In den Armen der Nacht
betrachtete ihn aus dem Augenwinkel heraus. Wo war der Mann geblieben, mit dem sie sich so prächtig verstanden hatte?
Ein Varinski. Heiliges Kanonenrohr. Der Mann, mit dem sie zusammengearbeitet hatte, mit dem sie geschlafen, dem sie vertraut hatte - war ein Varinski.
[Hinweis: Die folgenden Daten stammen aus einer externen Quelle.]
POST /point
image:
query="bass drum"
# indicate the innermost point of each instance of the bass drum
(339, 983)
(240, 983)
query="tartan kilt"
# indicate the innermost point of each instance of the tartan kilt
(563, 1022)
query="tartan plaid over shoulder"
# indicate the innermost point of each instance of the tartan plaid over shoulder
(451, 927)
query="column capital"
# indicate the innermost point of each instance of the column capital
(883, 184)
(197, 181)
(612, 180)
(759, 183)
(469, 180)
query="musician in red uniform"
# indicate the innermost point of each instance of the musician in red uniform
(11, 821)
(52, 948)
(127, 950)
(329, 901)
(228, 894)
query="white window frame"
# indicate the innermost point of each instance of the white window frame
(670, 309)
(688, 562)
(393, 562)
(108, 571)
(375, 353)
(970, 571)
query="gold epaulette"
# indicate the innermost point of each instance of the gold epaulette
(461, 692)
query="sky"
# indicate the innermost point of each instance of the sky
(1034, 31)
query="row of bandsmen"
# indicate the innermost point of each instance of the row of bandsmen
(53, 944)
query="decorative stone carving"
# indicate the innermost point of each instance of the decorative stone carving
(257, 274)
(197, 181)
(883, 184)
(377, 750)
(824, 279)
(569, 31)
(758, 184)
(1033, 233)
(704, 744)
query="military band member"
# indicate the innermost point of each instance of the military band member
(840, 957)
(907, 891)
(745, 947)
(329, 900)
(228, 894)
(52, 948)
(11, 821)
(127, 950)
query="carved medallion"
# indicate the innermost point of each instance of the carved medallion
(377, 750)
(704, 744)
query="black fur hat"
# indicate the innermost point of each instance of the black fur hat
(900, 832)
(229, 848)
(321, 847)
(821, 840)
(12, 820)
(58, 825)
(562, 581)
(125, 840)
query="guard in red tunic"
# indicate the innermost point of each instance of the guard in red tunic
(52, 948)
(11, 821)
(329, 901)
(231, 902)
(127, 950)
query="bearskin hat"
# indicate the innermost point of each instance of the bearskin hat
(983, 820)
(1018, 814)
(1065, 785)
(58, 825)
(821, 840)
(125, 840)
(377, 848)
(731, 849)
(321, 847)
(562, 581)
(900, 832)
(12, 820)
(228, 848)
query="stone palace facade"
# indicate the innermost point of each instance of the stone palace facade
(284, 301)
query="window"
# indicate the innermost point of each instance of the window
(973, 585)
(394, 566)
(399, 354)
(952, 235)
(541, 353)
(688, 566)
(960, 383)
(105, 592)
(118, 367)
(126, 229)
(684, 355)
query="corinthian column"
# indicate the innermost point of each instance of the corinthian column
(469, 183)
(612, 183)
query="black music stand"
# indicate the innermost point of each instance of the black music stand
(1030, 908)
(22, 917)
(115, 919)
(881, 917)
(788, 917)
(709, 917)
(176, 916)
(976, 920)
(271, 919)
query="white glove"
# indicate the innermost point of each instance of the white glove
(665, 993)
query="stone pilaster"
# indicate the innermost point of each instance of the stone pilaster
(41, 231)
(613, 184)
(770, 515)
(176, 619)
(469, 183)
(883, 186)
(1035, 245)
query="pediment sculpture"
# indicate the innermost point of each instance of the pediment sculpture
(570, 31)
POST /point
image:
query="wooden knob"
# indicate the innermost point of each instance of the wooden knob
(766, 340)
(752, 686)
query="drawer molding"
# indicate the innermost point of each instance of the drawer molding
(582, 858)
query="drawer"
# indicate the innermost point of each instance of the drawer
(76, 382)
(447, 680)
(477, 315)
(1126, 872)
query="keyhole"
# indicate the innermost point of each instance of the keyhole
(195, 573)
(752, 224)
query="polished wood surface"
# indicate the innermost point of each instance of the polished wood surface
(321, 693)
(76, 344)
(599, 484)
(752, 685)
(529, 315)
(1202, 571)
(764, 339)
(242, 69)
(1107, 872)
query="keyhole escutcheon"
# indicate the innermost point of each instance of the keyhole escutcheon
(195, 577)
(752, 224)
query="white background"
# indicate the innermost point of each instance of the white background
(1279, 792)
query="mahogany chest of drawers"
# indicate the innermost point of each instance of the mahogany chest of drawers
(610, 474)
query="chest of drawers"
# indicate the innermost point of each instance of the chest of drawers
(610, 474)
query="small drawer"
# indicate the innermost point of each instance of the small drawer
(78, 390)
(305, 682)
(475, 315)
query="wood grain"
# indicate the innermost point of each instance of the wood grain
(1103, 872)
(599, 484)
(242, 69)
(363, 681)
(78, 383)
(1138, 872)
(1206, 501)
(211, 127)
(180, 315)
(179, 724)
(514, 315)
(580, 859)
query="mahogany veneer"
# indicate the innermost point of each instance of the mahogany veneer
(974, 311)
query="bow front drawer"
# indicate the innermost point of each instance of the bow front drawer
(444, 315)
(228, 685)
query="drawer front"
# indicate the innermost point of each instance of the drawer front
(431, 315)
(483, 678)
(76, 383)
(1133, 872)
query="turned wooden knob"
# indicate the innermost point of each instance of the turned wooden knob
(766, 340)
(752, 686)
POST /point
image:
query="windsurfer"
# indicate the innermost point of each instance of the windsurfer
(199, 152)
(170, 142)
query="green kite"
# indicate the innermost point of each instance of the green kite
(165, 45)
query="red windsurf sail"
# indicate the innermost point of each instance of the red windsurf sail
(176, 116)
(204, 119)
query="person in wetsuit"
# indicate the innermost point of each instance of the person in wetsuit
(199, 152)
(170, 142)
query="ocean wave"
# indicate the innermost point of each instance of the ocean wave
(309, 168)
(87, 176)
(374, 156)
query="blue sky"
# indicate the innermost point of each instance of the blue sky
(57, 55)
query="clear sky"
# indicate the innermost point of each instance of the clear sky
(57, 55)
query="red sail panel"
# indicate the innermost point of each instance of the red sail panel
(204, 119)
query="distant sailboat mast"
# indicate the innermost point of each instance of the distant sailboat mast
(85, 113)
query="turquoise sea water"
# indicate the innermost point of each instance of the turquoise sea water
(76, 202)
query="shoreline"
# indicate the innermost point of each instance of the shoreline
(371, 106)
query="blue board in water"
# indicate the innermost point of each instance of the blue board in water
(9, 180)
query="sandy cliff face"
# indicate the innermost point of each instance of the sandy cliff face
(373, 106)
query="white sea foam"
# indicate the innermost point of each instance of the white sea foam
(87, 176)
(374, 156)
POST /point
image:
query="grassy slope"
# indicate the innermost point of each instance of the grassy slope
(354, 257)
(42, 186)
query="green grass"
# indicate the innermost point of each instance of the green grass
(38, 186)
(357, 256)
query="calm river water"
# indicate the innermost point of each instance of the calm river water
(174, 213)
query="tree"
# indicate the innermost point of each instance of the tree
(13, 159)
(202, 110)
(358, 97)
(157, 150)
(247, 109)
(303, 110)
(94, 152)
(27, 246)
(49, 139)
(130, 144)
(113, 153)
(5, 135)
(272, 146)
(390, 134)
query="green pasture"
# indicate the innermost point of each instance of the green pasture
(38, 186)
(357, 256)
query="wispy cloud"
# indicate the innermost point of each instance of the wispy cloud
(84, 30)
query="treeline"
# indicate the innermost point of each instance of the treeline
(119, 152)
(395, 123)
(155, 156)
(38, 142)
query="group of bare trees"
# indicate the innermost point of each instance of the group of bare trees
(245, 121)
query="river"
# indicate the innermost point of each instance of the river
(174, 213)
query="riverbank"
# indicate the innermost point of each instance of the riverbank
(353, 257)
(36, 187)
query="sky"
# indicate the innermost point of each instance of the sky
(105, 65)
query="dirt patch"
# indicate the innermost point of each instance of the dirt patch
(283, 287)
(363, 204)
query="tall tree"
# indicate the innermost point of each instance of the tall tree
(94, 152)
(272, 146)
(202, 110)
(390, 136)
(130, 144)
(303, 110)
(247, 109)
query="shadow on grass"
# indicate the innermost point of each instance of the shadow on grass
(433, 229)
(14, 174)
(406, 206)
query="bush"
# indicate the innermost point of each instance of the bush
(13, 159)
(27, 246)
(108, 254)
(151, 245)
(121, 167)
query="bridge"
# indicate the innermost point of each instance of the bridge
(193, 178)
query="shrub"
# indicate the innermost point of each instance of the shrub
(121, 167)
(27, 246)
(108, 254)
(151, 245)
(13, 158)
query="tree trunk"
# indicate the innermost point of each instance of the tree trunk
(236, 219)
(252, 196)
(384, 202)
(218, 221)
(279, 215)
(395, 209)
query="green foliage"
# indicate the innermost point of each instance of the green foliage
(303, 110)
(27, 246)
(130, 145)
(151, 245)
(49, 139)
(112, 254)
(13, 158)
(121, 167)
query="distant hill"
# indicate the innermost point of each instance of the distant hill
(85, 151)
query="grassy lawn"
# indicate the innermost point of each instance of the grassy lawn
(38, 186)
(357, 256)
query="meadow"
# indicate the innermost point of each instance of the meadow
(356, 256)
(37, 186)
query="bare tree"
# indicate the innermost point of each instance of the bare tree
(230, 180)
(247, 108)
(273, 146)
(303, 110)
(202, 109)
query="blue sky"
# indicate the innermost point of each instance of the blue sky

Sie hatte mit angesehen, wie er sich in einen Falken verwandelt hatte. Sie hatte es mit eigenen Augen gesehen. Es war ein Phänomen, unbegreiflich und übersinnlich. Gleichwohl konnte sie die Klappe nicht halten. »Du hast mir hinlänglich bewiesen, wie blöd ich bin. Du hast mich angelogen und ausgetrickst, und ich blöde Tussi bin dir voll auf den Leim gegangen. Darauf kannst du dir echt was einbilden!«
Er blieb abrupt stehen, riss sie zu sich herum. »Okay, okay. Also mal im Klartext: Als ich dich kennen lernte, hatte ich keine Ahnung, dass du mit den Varinskis im Clinch liegst. Du kannst es mir glauben, ich fand es nicht wirklich lustig, dich anzulügen. Ich hab dich verführt, weil ich dich begehrte. Ich will dich immer noch, und verdammt nochmal, ich werde mein Menschenmögliches tun, damit du lebend aus dieser Geschichte rauskommst.«
»Ja, klar.« Ihr wurde ganz schwindlig im Kopf, wenn er sie so anschaute und dermaßen überzeugend klang. Da hätte sie fast wieder schwach werden können. »Deswegen hast du ihnen auch brühwarm erzählt, wer ich bin.« Sie umklammerte ihren Rucksack automatisch fester.
Verdammt, sie musste sich konzentrieren. Sie hatte die Ikone entdeckt. Was er nicht wusste. Und so sollte es gefälligst auch bleiben.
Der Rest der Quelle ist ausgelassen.